75. Bach-Stunde (v.l.): Horst Dücker, Friedemann Schulz, Arnold Werner-Jensen (mit Jubiläumstorte), Thierry Stöckel, Irina Simmes und Museumsdirektor Frieder Hepp. F.: Museum
Von Matthias Roth
Heidelberg. Den Titel übernahm Arnold Werner-Jensen von Helmut Walcha, der an der Frankfurter Hochschule "Bach-Stunden" veranstaltete und dabei Cembalo- und Orgelwerke des Thomaskantors vorstellte. Als Werner-Jensen an der Hochschule in Weingarten ein Cembalo erhielt, führte er unter diesem Titel eigene Konzerte auf. In Heidelberg wurde die Idee sonntäglicher Matineen im Kurpfälzischen Museum unter diesem Titel erst 2002 geboren: Hintergrund war die Tatsache, dass das Museum zwar einige Originalinstrumente beherbergte, diese aber bis dahin selten gespielt wurden.

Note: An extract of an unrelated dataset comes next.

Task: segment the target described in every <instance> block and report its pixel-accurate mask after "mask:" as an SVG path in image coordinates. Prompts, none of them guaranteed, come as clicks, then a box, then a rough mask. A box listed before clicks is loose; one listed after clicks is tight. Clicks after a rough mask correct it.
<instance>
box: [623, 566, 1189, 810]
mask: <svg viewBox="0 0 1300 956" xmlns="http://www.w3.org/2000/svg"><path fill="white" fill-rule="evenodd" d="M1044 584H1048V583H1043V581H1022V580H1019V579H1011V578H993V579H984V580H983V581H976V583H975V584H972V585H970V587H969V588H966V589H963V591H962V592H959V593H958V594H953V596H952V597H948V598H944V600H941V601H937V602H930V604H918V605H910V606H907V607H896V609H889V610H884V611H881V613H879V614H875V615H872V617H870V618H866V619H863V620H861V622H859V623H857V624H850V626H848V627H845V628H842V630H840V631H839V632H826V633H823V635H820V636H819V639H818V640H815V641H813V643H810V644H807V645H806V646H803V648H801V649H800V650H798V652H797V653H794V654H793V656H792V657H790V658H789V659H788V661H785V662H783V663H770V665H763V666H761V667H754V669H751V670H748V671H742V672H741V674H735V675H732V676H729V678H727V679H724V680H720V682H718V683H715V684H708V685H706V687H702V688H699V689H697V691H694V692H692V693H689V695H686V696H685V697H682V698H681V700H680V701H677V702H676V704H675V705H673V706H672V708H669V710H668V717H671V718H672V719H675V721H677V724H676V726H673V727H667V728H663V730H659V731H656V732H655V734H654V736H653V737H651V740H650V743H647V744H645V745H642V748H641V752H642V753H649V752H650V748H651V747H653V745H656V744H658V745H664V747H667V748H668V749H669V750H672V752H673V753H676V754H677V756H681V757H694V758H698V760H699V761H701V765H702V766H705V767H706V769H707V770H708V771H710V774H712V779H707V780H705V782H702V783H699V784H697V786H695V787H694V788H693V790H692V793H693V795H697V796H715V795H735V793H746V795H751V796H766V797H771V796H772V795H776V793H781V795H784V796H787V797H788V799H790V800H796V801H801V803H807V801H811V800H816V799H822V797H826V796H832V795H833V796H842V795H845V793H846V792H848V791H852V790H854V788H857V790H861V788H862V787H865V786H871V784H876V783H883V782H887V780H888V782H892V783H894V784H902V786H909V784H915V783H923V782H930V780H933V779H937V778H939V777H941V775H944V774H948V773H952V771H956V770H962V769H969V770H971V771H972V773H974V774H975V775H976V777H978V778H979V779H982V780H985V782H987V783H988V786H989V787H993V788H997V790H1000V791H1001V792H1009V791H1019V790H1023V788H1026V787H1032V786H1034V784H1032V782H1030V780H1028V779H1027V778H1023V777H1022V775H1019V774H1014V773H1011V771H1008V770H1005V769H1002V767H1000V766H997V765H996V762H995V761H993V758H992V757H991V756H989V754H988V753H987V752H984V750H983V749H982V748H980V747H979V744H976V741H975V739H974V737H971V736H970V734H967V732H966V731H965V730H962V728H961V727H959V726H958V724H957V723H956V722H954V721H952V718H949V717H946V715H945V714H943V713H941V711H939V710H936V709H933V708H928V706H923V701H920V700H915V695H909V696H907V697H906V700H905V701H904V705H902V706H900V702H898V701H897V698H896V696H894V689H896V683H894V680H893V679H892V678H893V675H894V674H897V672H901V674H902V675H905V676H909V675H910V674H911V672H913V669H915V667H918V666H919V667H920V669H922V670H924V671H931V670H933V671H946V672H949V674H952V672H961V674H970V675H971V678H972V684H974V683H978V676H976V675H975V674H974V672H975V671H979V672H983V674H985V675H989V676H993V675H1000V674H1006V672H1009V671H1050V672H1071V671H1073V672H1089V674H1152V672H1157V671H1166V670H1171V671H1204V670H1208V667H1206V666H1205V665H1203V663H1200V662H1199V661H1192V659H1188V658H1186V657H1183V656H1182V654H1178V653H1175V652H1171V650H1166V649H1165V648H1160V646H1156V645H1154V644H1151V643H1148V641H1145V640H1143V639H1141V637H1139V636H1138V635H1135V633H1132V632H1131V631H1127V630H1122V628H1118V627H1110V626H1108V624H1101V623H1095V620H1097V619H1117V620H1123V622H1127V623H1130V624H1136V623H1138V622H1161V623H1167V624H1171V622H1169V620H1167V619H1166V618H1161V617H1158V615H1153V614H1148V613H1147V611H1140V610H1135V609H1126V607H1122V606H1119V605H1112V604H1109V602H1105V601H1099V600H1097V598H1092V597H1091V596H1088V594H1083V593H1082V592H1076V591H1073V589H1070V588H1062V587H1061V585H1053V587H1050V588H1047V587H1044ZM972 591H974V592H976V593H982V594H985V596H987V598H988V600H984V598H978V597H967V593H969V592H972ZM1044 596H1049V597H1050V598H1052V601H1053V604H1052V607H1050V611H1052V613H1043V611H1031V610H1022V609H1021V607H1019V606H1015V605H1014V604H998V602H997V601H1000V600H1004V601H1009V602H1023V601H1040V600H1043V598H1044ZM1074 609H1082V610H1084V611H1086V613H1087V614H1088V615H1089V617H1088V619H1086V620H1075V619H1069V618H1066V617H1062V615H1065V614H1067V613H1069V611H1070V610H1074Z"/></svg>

Nun fand die 75. Bach-Stunde im Großen Salon des Museums statt, und dieser war fast zu klein für die vielen interessierten Besucher. Dabei stand gar kein Bach auf dem Programm: Das ist kein Einzelfall, weiß man, und hängt in diesem Fall mit dem gewählten Instrument zusammen, dem historischen Dulcker-Hammerflügel aus dem Jahre 1789/90. Werke von Haydn und Mozart wurden daher nun präsentiert - und ein Spätwerk von Beethoven: Vier "Schottische Lieder" für Singstimme und Klaviertrio, eine absolute Rarität, die selten im Konzert zu hören ist.
Der zart besaitete Hammerflügel, den Georg Ott vom Nürnberger Nationalmuseum restaurierte, steht musikgeschichtlich zwischen Cembalo und modernem Flügel. Klanglich eher dem ersten zugeneigt, funktioniert seine Mechanik dem heutigen Flügel ähnlich. Frappierend war nun bei Haydns Trio B-Dur, das Werner-Jensen zusammen mit Thierry Stöckel (Violine) und Friedemann Düker (Cello) spielte, die große Palette an Klangfarben, die in der Höhe ganz anders ist als im Bassregister oder der eher gleichmäßigen Mittellage.
Auch dynamisch war der Flügel gegen die modernen Streichinstrumente eher im Nachteil, doch die Interpreten wussten das in großen Teilen sensibel auszugleichen. In Mozarts g-Moll-Klavierquartett, das eher dialogisch gebaut ist, gelang der dynamische Ausgleich zwischen solistischem Klavierpart und Streichern ausgezeichnet und sensibilisierte das Ohr für feine Nuancen, besonders im Andante. Aber auch kraftvoll kann das Hammerklavier klingen, wie man im Unisono-Thema des Allegro, aber auch im Mozart-Finale deutlich spürte.
Die Sopranistin Irina Simmes, die nach vielen Jahren am Heidelberger Theater nach Dortmund wechselte, sang vier Beethoven-Lieder (plus eines als Zugabe) und passte ihre Stimme dem kleinen Raum und dem differenziert spielenden Ensemble perfekt an. Saubere Artikulation und feinste Lyrismen verbanden sich hier in hinreißender Weise, und so konnte man jedes Wort der deutsch gesungenen Lieder gut verstehen und nachempfinden.
Museumsdirektor Dr. Frieder Hepp bedankte sich herzlich bei Prof. Arnold Werner-Jensen, der diese Konzertreihe, die sich komplett selbst finanziert, mit unermüdlichem Einsatz befeuert. Als Dank gab es für alle eine Jubiläumstorte der Konditorei Schafheutle, die anschließend angeschnitten wurde.